10 Reporting in your thesis
A regression result paragraph generally has four moves: state the model, state the headline coefficient in plain language, state the precision (standard error or confidence interval), and contextualise with one or two control coefficients. For example:
Holding country, ideology, education, age, encrypted-messaging use, and source diversity constant, each additional hour per week of political news from social media is associated with a 0.12-point drop on the 0-10 trust-in-elections scale (b = -0.12, robust SE = 0.014, p < 0.001). Across the observed range of 0 to 25 hours per week, that is a difference of roughly three points on a ten-point scale, comparable in size to moving from the most-trusting country in the sample (India) to the least-trusting (Hungary).

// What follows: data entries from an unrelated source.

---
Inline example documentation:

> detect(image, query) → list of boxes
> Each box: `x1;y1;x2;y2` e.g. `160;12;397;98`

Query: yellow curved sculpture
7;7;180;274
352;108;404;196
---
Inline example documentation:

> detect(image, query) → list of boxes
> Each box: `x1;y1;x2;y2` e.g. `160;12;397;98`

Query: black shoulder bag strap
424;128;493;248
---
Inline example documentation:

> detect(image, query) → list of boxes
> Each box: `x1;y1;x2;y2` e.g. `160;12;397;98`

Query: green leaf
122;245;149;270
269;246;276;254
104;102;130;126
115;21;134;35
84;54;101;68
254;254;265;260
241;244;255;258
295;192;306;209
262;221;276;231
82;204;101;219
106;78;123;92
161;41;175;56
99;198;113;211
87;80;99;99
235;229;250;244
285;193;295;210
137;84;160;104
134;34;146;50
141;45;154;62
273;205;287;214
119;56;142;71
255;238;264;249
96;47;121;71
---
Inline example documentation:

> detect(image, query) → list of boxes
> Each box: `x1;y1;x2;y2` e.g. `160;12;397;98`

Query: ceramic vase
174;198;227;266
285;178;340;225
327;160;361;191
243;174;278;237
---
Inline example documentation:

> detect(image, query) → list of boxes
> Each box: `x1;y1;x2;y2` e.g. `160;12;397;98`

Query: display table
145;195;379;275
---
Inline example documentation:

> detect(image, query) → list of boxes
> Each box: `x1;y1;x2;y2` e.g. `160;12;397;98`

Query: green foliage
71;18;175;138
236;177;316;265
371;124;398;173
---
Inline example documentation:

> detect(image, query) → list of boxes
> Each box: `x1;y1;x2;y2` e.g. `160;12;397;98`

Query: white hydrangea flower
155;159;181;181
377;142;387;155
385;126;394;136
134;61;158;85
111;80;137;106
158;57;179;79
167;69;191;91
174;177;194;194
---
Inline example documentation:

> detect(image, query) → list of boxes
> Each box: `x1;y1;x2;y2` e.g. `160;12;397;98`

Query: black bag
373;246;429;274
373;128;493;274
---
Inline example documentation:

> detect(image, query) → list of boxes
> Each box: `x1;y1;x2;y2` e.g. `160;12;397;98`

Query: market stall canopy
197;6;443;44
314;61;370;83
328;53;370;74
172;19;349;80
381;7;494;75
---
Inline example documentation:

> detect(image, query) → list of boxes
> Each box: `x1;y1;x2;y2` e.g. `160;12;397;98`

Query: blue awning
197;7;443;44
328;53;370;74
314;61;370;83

A regression table belongs in the chapter; the data file and code go in an appendix or repository so the analysis is reproducible.
11 Where to read more
- Wooldridge, Introductory Econometrics (chapters 2-7) is the standard text and the cleanest treatment of OLS interpretation.
- Angrist and Pischke, Mostly Harmless Econometrics, is the right book once you start asking causal questions.
- For diagnostics in R specifically, the documentation for the
performancepackage and thecheck_model()function is excellent.